Lebanese leader quits ‘in fear of his life’
LEBANON’S prime minister resigned yesterday, accusing Iran of interfering in his country and saying he fears an assassination plot.
Saad al-Hariri announced his resignation from Saudi Arabia and the move appeared to have been done in co-ordination with Riyadh, which sees Iran as an arch-rival to be countered across the Middle East.
“The evil that Iran spreads in the region will backfire on it,” Mr Hariri said in a televised address. “Despite my efforts, Iran continues to abuse Lebanon.” He also said his life was in danger and he believed he was being targeted like his father, the former prime minister Rafik al-Hariri, who was killed by a car bomb in 2005.
“We are living in a climate similar to the atmosphere that prevailed before the assassination of martyr Rafik alHariri. I have sensed what is being plotted covertly to target my life,” he said.
Mr Hariri also lashed out against Hizbollah, the Lebanese militant group which plays a major role in the country’s politics and is supported by Iran.
Hizbollah’s armed wing is considered a terrorist group by the US, UK and most Gulf Arab states. New American sanctions imposed on the group may harm Lebanon’s economy.
Mr Hariri said the group’s actions had put Lebanon “in the eye of the storm”. He had been in the role a little over a year and his resignation plunges Lebanon into uncertainty after what had appeared to be a period of political progress in the small Middle East state.

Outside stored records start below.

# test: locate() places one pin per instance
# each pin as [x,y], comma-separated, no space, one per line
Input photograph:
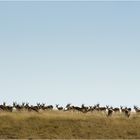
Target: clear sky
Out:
[70,52]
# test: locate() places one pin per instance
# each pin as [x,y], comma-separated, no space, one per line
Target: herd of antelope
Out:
[109,110]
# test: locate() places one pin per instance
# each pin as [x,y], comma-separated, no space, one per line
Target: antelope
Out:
[137,109]
[126,111]
[59,108]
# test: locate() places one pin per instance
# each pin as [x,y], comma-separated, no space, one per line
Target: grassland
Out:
[68,125]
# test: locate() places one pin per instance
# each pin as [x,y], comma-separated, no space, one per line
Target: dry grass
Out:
[68,125]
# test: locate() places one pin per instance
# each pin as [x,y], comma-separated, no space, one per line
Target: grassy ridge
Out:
[68,125]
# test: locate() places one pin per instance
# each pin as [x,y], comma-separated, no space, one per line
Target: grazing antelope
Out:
[126,111]
[137,109]
[59,108]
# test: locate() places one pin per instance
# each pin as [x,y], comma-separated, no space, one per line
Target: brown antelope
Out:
[136,109]
[59,108]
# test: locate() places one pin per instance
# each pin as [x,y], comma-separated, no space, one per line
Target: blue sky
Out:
[70,52]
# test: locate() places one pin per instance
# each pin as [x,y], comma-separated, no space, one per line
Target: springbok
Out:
[59,108]
[137,109]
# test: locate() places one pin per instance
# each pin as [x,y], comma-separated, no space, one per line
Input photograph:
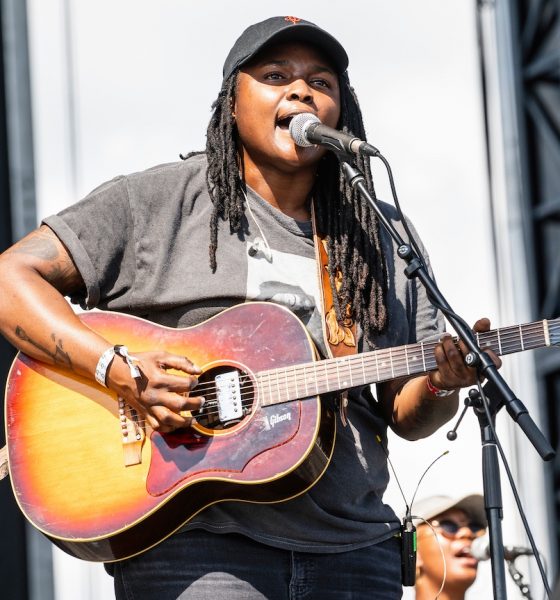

In October, the parliament passed its first budget since 2005 and last year it successfully elected a president, end- ing a stand-off which had left it without a head of state for more than two years. The economy has been struggling. Under Lebanon’s complicated power sharing system, the role of prime minister must be held by a Sunni Muslim, while the president is Christian and the speaker of the house is a Shia.
Michael Aroun, the president, is closely aligned with Hizbollah and Mr Hariri’s resignation may remove one of the few anti-Hizbollah bulwarks inside the Lebanese government.
Mr Hariri announced he was stepping down after a flurry of visits to Saudi Arabia. He travelled to the Sunni kingdom earlier this week and met the Thamer al-Sabhan, the Saudi minister for Gulf affairs, who takes a hawkish stance against Iranian influence in the region. Iran immediately cast Mr Hariri’s resignation as part of a US-Saudi plan for control in the Middle East.
The Saudi military shot down a missile fired from Yemen towards Riyadh’s airport yesterday. Unconfirmed Saudi reports said the missile was an Iranianmade Burkan 2H, likely fired by the Houthi rebel group in Yemen.